Se nas paredes forem encontrados os tais cartazes,
certamente o modelo de acolhimento que predomina é ainda do antigo INAMPS, nada
próximo do que preconiza o modelo SUS focado na humanização do atendimento.
Os cartazes representam emblematicamente o “foco”
de organização do sistema: facilitar a vida de quem atende, ao invés de
facilitar a vida de quem vai ser atendido: o usuário!
Ou seja, ao se colocar tais cartazes alguém partiu
do suposto de que 99% dos usuários não tem o perfil de quem adota condutas
agressivas de desacato verbal ou física.

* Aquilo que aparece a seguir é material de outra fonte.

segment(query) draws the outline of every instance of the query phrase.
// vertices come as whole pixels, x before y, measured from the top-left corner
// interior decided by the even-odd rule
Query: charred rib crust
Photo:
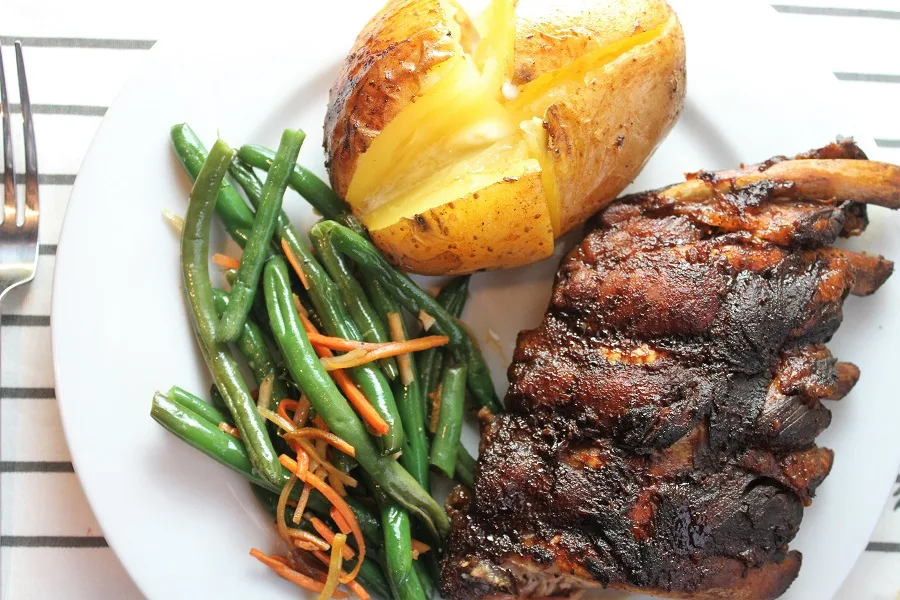
[[[843,140],[805,159],[865,155]],[[697,174],[729,191],[639,194],[588,224],[519,335],[475,487],[451,499],[445,597],[787,589],[788,544],[833,461],[815,445],[822,400],[859,376],[824,344],[846,296],[893,269],[829,248],[861,232],[864,205],[723,183],[787,160]]]

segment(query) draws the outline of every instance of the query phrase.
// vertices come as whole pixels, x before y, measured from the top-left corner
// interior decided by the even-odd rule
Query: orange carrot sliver
[[[339,337],[331,337],[322,335],[321,333],[312,333],[307,331],[309,342],[316,346],[323,346],[329,350],[338,350],[340,352],[349,352],[351,350],[366,350],[367,352],[379,352],[380,358],[389,356],[398,356],[408,352],[419,352],[428,350],[429,348],[437,348],[446,346],[450,342],[450,338],[446,335],[429,335],[402,342],[358,342],[356,340],[346,340]]]
[[[313,526],[313,529],[315,529],[316,532],[318,532],[318,534],[322,536],[323,540],[325,540],[329,544],[334,543],[334,536],[336,536],[337,534],[331,529],[331,527],[326,525],[324,521],[317,517],[313,517],[309,520],[309,523]],[[341,556],[344,557],[344,560],[350,560],[355,555],[356,553],[350,546],[344,546],[341,550]]]
[[[284,238],[281,239],[281,250],[284,252],[284,256],[291,264],[291,267],[294,268],[294,272],[297,273],[297,277],[300,278],[300,283],[303,284],[303,289],[308,290],[309,280],[306,278],[306,274],[303,272],[303,269],[300,268],[300,261],[298,261],[297,257],[294,256],[290,244],[288,244],[287,240],[285,240]]]
[[[344,396],[347,397],[350,406],[356,409],[360,418],[372,428],[375,435],[386,435],[391,430],[387,422],[381,418],[381,415],[369,402],[369,399],[356,387],[356,384],[353,383],[346,371],[338,369],[337,371],[331,371],[329,374],[338,387],[341,388],[341,391],[344,392]]]
[[[287,411],[294,412],[295,410],[297,410],[296,400],[284,399],[278,403],[278,416],[285,421],[293,422],[293,418],[288,416]]]
[[[338,529],[341,530],[341,533],[344,535],[350,535],[350,525],[347,523],[347,520],[338,512],[338,509],[334,506],[331,507],[329,513],[331,515],[331,520],[335,522],[338,526]]]
[[[356,578],[356,574],[359,573],[359,568],[362,566],[363,561],[366,558],[366,540],[363,538],[362,529],[359,526],[359,521],[356,520],[356,515],[353,514],[353,510],[350,506],[341,498],[337,492],[334,491],[330,485],[313,475],[312,473],[306,474],[306,483],[316,488],[319,493],[325,496],[325,499],[331,502],[335,508],[338,509],[338,512],[347,520],[347,524],[350,526],[350,531],[353,532],[353,537],[356,538],[356,547],[359,548],[359,560],[356,561],[356,564],[353,566],[353,570],[350,571],[350,574],[346,579],[341,578],[341,583],[347,583]]]
[[[324,565],[331,564],[331,558],[320,550],[313,551],[312,555],[319,559],[319,562]],[[341,577],[347,577],[347,573],[345,571],[341,571]],[[350,583],[347,583],[346,586],[350,588],[350,591],[356,594],[357,598],[359,598],[360,600],[371,600],[372,597],[363,586],[359,585],[358,581],[351,581]]]
[[[237,430],[233,425],[229,425],[225,421],[222,421],[218,425],[219,429],[232,437],[236,437],[237,439],[241,439],[241,432]]]
[[[256,548],[250,549],[250,556],[275,571],[279,576],[287,579],[291,583],[298,585],[305,590],[309,590],[311,592],[321,592],[325,589],[324,583],[316,581],[315,579],[312,579],[310,577],[307,577],[306,575],[303,575],[302,573],[295,571],[286,564],[284,559],[278,560],[275,557],[263,554]],[[340,591],[336,591],[332,595],[332,598],[346,597],[347,594]]]
[[[319,416],[316,415],[316,419]],[[323,422],[322,425],[325,423]],[[356,456],[356,449],[348,444],[343,439],[338,436],[330,433],[327,430],[316,429],[315,427],[301,427],[295,431],[290,431],[284,434],[284,439],[286,440],[295,440],[295,439],[303,439],[303,438],[312,438],[315,440],[324,440],[331,444],[333,447],[337,448],[347,456]]]
[[[236,258],[232,258],[227,254],[213,254],[212,256],[213,264],[217,264],[224,269],[240,269],[241,261]]]

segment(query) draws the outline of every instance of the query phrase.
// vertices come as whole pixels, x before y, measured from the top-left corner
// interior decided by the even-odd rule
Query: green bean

No entanto, todas as pessoas de “bem”
que acessam as dependências de uma Unidade de Saúde e se defrontam com tais
avisos, se “sentem” diminuídas, decepcionadas, e terminam por manifestar suas
ansiedades no momento que não são respeitadas como cidadão com direitos e
deveres.
O fato é que esta “visão” deturpada do que vem a
ser “humanização” ainda predomina em muitos dos Municípios desse país.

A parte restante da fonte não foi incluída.